UDR, Inc. (UDR) highlights the persistently strong operating results in its blended coastal/sunbelt portfolio, stating that market rents continued to increase sequentially in August. It anticipates occupancy for Q3 and the balance of the year will remain exceptionally high, in the range of 96.7%-97%. UDR also expects blended lease rate growth of 13% for Q3 compared to 15.7% in July and 13.5% in August, a moderation in growth driven by seasonality but quite strong none the less. UDR expects operating expense pressure to persist through the balance of the year and trend above 5% in the second half of 2022 as inflationary pressures from utilities, repairs and maintenance, and property taxes remain elevated. The company’s continued optimism can be partially attributed to demand drivers including traffic (physical and virtual), rising income levels, shrinking household sizes and rent-to-income ratios for new residents that are comfortably in the low 20% range.

Sunbelt market bellwethers Mid-America Apartment (MAA) and Camden Property Trust (CPT) continued to turn out strong operating results in the July/August period, but we would note that they have kept full-year guidance numbers consistent with what was reported with Q2 results. MAA disclosed blended lease growth in July and August of 16.5% and 14.1%, respectively, which compares to 17.1% in the first half of 2022. As touched on above, the deceleration in growth is primarily driven by the “base-line effect” of 2021 comparisons much more than any deceleration in demand or deterioration in fundamentals. Full-year net operating income guidance continues at a 15% midpoint and 2022 FFO guidance implies 18% growth over 2021. CPT’s July/August occupancy was maintained at 96.7%, down only 20bps from peak occupancy of 96.9% reported in Q2. Blended lease growth for July and August was a healthy 12%-13%.
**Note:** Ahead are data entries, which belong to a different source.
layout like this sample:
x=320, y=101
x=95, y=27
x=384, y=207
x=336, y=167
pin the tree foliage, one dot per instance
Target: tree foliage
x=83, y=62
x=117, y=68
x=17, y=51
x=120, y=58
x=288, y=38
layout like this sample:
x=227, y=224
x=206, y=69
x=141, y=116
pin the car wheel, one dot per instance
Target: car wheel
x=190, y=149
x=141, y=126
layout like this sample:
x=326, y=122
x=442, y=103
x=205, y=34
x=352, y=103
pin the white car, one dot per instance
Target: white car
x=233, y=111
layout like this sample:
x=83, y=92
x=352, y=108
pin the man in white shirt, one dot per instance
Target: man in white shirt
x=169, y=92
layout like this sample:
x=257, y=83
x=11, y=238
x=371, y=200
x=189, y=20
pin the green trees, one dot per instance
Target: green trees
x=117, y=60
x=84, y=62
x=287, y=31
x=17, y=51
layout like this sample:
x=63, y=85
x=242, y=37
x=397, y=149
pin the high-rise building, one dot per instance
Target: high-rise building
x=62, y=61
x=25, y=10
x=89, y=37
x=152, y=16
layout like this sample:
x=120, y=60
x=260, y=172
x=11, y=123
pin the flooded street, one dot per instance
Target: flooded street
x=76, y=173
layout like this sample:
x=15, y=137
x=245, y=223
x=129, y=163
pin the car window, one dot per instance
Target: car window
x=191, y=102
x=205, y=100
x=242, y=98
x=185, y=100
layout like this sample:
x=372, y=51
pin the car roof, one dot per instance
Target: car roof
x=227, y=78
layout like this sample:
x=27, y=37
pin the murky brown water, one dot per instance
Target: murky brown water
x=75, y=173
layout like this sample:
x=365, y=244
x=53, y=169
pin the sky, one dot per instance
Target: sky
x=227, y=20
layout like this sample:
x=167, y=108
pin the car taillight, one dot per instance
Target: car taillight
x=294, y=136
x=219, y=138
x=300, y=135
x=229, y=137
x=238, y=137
In the single-family rental category, both Invitation Homes (INVH) and American Homes 4 Rent (AMH) provided operating updates for July and August. In both instances, blended rent growth has maintained the strong pace that has been exhibited since the start of 2022. INVH’s rent growth was in line with Q2 results at a remarkable 11.8%, while AMH increased lease rate growth modestly to 9.6% in July/August, up from 9.3% in Q2. A consistent theme in the single-family rental sub-sector has been consistently low resident turnover, which has the effect of moderating blended lease growth relative to traditional apartments, as rent growth on renewed leases is typically more modest than rent growth on new leases. Low resident turnover (high retention) is, however, more positive for operating expenses as “turn costs” can be expensive for the landlord and often entail downtime to refresh the unit for new occupants, along with advertising costs and other expenditures. Occupancy levels for both AMH and INVH were down slightly in July/August relative to Q2, but both companies report that occupancy thus far in Q3 is above 97%. So it’s extremely strong going into the quiet leasing season, which typically defines the Q4 period.

In summary, the strength of the late-summer residential leasing season bodes well for our constituent companies as they transition into the quieter part of the leasing calendar. The fact that rents and occupancy levels are strong going into Q4 is especially comforting given the softening economic environment now starting to play out across the U.S., as stubborn inflationary pressures and rising interest rates zap consumer confidence and cause businesses to reassess their growth plans going into 2023. We believe that the residential REITs, many of which should provide initial 2023 earnings guidance in late October and early November, are poised to continue demonstrating consistent and predictable growth in operating cash flow and dividends for 2023 and beyond.